Why old buildings meet modern algorithms

Across China, temples and palaces with sweeping roofs and intricate wooden brackets are being photographed in huge numbers. Archivists and conservationists need to sort these images quickly, but doing this by eye is slow and subjective. This paper presents a new way to teach computers to recognize and classify photos of ancient buildings more accurately and efficiently, helping protect cultural heritage in the digital age.

Figure 1
Figure 1.

What makes these buildings hard to tell apart

Ancient Chinese architecture is rich in repeating patterns: curved rooflines, layered bracket sets under the eaves, carved beams, and colorful surface decoration. Many buildings share similar layouts, differing only in subtle shifts of roof curve or bracket form. Standard image-recognition systems, which learn by gradually adjusting internal weights, can be thrown off by these fine-grained differences and by distracting cues such as wall color or lighting. They also tend to overfit to one region or style when trained all at once on a large batch of images, reducing their ability to generalize to buildings from other sites.
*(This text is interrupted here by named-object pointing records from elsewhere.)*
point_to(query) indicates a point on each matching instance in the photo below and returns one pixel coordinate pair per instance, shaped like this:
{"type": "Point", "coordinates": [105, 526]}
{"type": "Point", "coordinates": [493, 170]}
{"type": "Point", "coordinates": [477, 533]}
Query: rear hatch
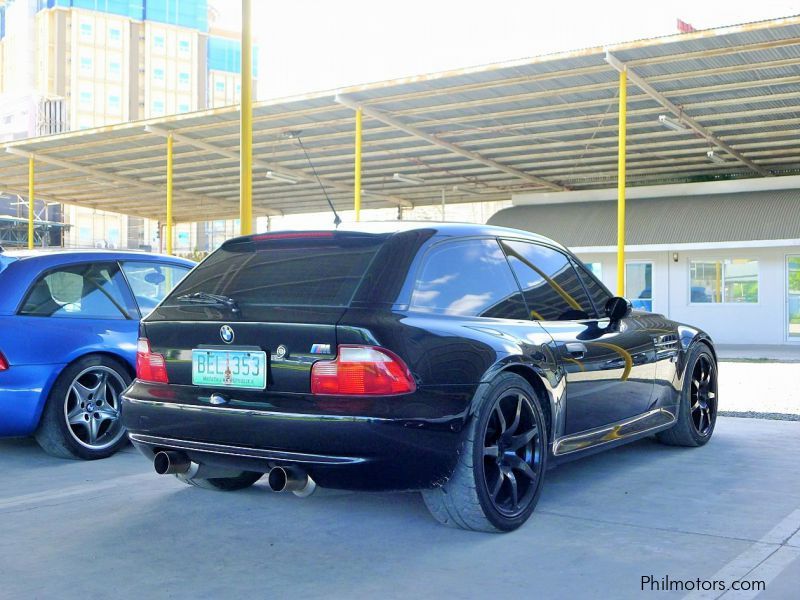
{"type": "Point", "coordinates": [279, 294]}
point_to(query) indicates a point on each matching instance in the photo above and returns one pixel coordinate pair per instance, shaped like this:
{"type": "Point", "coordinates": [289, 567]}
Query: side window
{"type": "Point", "coordinates": [549, 282]}
{"type": "Point", "coordinates": [87, 291]}
{"type": "Point", "coordinates": [468, 278]}
{"type": "Point", "coordinates": [597, 291]}
{"type": "Point", "coordinates": [151, 282]}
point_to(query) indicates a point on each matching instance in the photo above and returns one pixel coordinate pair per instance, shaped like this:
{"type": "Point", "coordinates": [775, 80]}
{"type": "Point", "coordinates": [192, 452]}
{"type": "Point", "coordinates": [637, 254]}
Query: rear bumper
{"type": "Point", "coordinates": [23, 391]}
{"type": "Point", "coordinates": [342, 451]}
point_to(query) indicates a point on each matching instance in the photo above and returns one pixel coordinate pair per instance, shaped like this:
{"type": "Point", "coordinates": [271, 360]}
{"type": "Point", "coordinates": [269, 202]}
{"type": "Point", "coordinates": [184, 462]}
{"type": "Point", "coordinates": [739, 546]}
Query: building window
{"type": "Point", "coordinates": [639, 285]}
{"type": "Point", "coordinates": [724, 281]}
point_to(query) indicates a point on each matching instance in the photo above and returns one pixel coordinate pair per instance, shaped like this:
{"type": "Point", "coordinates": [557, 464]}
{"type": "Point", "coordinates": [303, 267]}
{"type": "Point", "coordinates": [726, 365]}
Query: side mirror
{"type": "Point", "coordinates": [617, 308]}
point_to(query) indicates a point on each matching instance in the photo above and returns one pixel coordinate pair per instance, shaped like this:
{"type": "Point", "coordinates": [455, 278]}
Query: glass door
{"type": "Point", "coordinates": [793, 297]}
{"type": "Point", "coordinates": [639, 284]}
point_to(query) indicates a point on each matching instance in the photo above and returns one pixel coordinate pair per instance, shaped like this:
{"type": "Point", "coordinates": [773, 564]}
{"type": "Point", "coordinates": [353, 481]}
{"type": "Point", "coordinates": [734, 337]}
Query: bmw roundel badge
{"type": "Point", "coordinates": [226, 333]}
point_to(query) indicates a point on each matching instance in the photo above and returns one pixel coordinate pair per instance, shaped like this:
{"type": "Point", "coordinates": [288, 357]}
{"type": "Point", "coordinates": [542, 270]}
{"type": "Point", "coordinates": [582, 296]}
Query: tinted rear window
{"type": "Point", "coordinates": [285, 271]}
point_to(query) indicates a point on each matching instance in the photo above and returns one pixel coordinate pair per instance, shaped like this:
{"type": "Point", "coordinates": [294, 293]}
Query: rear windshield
{"type": "Point", "coordinates": [285, 270]}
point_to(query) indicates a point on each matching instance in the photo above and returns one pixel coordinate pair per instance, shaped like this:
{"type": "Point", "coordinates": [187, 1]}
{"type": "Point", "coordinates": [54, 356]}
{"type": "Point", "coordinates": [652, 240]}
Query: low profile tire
{"type": "Point", "coordinates": [697, 412]}
{"type": "Point", "coordinates": [224, 484]}
{"type": "Point", "coordinates": [81, 419]}
{"type": "Point", "coordinates": [500, 470]}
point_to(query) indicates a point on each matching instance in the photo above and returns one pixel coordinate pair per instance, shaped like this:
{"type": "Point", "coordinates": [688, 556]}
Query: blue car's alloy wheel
{"type": "Point", "coordinates": [82, 416]}
{"type": "Point", "coordinates": [91, 407]}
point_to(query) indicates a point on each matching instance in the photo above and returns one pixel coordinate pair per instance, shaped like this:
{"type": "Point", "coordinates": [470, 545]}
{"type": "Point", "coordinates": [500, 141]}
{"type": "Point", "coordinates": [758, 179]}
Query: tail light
{"type": "Point", "coordinates": [150, 366]}
{"type": "Point", "coordinates": [362, 371]}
A smarter way to look at key details

The authors introduce a framework called ancient architecture image classification with progressive stacking pseudoinverse learning (AAPSP). At its heart is a module dubbed key features stacking pseudoinverse learning (KFSP). Instead of starting from completely random settings, KFSP builds several parallel “base learners,” each initialized with weight patterns designed to match particular visual traits. Two branches are tuned to be especially sensitive to smooth, continuous structures such as roof outlines, while a third is tuned to pick up more scattered textures such as decorative motifs. A mathematical shortcut known as pseudoinverse learning allows these branches to be trained in essentially one shot, avoiding the slow, step-by-step weight updates of traditional deep learning.

Letting the model pay attention where it matters

Simply having multiple branches is not enough; the system must also decide which branch is most helpful for each decision. To do this, KFSP uses an attention mechanism that measures how closely each branch’s output matches the true building labels. Branches that better capture telltale elements—such as the shape of a bucket arch or the outline of a ridge ornament—are automatically given more influence when their outputs are combined. This stacked representation forms a feature space that more closely follows the underlying “logic of shape” in ancient architecture, so that buildings with similar structural components cluster together and those with different styles separate more clearly.

Figure 2
Figure 2.

Learning from the most informative photos

The second core module, progressive optimization learning (POL), tackles a different problem: redundant training images. Many photos in the dataset show nearly identical views of the same facade, offering little new information. POL begins by splitting the data into an initial training set and a larger candidate pool. Using ideas from active learning, it analyzes how confidently the current model classifies each candidate image and how unusual its features appear. Photos that are both uncertain and distinctive—such as rare bracket arrangements or unusual roof combinations—are gradually moved into the training set. This cycle repeats, steadily enriching the training data with challenging and diverse examples without increasing the total number of images used.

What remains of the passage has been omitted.